Au milieu du transept, quatre piliers formés de faisceaux de colonnettes portent la tour octogonale qui se voit de toute la ville, surtout du cours Bertrand et qui forme une lanterne d’une belle hardiesse: huit fenêtres ogivales à lancettes éclairent ici l’édifice.

Les dispositions les plus jolies, les plus originales, nous allons les trouver dans l’un des collatéraux. Le collatéral du sud renferme cinq chapelles, celui du nord n’en a que quatre, la cinquième est remplacée par un porche d’un caractère tout particulier.

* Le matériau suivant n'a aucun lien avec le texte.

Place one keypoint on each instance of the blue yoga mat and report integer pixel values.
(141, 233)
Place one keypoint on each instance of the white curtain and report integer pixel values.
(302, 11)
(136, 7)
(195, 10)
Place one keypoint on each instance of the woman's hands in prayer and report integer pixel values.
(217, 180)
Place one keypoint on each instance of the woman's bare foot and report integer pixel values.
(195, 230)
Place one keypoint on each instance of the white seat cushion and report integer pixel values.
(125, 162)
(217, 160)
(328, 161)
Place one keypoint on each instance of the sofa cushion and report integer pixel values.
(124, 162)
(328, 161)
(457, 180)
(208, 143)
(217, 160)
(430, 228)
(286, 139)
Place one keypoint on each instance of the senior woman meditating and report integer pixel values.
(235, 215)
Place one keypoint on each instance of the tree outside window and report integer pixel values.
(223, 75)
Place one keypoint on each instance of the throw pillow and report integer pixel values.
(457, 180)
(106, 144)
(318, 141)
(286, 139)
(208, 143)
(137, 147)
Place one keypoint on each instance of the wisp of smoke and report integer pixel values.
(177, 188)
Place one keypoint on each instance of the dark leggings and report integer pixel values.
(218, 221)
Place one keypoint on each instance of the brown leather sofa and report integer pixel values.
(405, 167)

A l’intérieur de ce porche, se trouvent deux séries de niches, huit de chaque côté, abritées de dais, niches peu profondes qui ne semblent point destinées à des statues. Il n’y a de comparable à ceci que la chapelle Tudor du chœur de Henri VII à Westminster. Niches, dais, culs-de-lampe sont fouillés comme toute la sculpture des Tudors. La voûte de ce porche est presque plane, effet produit par le dédoublement des nervures qui constituent le système d’armature de toute voûte gothique; c’est le premier essai de ces plafonds fermés, combinaison des caissons de la Renaissance italienne avec les pendentifs du flamboyant, qui semble être l’apport caennais dans l’art de la Renaissance.

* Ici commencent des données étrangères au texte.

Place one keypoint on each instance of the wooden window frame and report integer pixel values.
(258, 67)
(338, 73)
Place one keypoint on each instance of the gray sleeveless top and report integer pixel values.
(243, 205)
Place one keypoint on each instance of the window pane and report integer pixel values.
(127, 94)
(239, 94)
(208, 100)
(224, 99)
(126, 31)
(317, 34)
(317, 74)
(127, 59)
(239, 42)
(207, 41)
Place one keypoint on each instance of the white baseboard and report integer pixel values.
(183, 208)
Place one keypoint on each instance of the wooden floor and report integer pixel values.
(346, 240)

Au dehors, nous nous trouvons en présence d’un portail qu’il est difficile de bien voir, faute du recul nécessaire. Un arc en plein cintre est surmonté d’un arc en accolade très élancé; entre eux le tympan représente le martyre de saint Etienne. Des deux côtés, sont de riches clochetons de style flamboyant. Ce porche nord de l’église Saint-Etienne marque très vraisemblablement les débuts de la Renaissance à Caen, et si elle n’apparaît pas encore ici avec toute la débauche luxuriante de sa décoration, elle nous offre quelque chose d’infiniment curieux et neuf.

Saint-Pierre, comme le Vieux-Saint-Etienne, est une église fort ancienne; une tradition en fait remonter l’origine et la fondation jusqu’à saint Regnobert. Mais de l’église primitive il ne reste rien. Dans les fondations d’un des piliers de la tour, on a retrouvé des traces de substructions se succédant du XIe au XIVe siècle. Telle que nous l’avons sous les yeux, l’église date du XIIIe, du XIVe, du XVe, du XVIe et même sur un point — portail méridional — du XVIIe siècle, 1608. Chose remarquable, [p. 43] elle peut presque partout être datée avec une certaine précision. La partie inférieure de la nef vers le chœur a été construite au XIIIe siècle pour être remaniée au XVe. Au XIVe siècle, peut-être à la fin du XIIIe, appartient la tour, De Bras la date de 1308; il reproduit une inscription relative au trésorier qui l’avait fait élever, Me Nicolle Langlois qui mourut en juillet 1317.